Hello, Mudgeon. Thanks for commenting. I fixed all the typos in the original piece but haven't updated this version. So I am aware of them, thank you. 

As for the other suggestions, nah, I think I will keep them, thanks.


----------



## boxofbizarro (Jun 22, 2014)

I really, really like it. My type of writing.


----------



## Apple Ice (Jun 22, 2014)

Thanks boxofbizzaro, I'm glad you enjoyed it


----------



## Purple Inukshuk (Jun 22, 2014)

I don't know why, but the 'he was really Russian' part made me nearly choke on my drink in laughter, this is absolutely a hilarious way of parodying (is that the therm for it?) Hollywood.

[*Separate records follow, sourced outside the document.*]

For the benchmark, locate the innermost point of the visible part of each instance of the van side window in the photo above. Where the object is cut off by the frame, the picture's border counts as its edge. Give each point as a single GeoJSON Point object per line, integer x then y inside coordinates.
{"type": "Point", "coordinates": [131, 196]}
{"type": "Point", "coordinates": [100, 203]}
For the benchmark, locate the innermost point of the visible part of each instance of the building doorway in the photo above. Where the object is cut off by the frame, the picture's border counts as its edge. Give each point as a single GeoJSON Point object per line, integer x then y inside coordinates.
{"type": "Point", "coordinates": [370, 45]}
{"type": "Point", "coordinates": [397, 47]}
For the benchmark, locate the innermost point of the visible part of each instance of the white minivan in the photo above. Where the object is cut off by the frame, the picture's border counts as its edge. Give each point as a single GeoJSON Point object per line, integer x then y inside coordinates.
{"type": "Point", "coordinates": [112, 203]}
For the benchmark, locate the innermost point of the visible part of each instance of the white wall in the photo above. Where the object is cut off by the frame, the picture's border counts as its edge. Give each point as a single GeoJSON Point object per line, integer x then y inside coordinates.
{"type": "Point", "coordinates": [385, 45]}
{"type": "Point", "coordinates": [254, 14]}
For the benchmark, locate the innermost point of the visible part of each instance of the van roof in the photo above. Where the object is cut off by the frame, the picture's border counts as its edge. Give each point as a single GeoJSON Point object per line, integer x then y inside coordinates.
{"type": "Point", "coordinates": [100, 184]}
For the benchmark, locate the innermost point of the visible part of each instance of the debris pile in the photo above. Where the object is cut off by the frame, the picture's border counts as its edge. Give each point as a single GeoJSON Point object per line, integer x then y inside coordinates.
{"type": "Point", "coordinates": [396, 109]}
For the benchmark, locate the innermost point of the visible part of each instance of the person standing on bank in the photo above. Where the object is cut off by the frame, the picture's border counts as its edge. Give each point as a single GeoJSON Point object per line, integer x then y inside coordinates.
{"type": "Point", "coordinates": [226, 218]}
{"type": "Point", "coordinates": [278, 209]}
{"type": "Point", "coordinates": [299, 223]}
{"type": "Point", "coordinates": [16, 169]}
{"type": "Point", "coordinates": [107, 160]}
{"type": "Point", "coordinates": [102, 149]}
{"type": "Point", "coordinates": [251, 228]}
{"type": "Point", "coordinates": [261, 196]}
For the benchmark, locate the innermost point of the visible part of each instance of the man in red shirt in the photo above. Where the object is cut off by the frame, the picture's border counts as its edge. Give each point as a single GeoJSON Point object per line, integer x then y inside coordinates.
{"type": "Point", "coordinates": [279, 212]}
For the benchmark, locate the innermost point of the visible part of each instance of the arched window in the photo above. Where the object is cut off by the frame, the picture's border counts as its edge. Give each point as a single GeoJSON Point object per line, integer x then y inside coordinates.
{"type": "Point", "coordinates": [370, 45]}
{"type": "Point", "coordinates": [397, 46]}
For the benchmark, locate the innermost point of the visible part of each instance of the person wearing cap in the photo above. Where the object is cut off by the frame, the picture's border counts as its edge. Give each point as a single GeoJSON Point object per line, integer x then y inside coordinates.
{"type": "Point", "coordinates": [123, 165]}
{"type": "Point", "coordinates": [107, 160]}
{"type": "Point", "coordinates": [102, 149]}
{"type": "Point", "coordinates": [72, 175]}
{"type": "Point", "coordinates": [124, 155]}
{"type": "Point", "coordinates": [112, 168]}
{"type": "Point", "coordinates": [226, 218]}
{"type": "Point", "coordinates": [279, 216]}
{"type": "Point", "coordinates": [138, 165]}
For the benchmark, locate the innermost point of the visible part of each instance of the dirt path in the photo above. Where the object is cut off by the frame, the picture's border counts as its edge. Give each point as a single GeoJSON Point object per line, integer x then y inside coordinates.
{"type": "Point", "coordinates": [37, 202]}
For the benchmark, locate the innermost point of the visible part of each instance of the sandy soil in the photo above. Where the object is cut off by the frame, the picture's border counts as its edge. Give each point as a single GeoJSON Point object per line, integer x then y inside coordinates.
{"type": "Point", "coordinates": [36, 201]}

Good job, I hope to see more and I all I can suggest has already been said, heheh.


----------



## Bolus_of_Doom (Jun 23, 2014)

You hit the high points of awful American action films pretty well, though guns were strangely missing.



> He exists, leaving on lookers stunned.



Please take this out. I insist you re-use it in a new piece about the adventures of Jehovah Jackson, mythological action hero.


----------



## MoonYu (Sep 13, 2014)

Clever. At first I was worried that you made Johnny too awesome. The ending is what pulls it together.


----------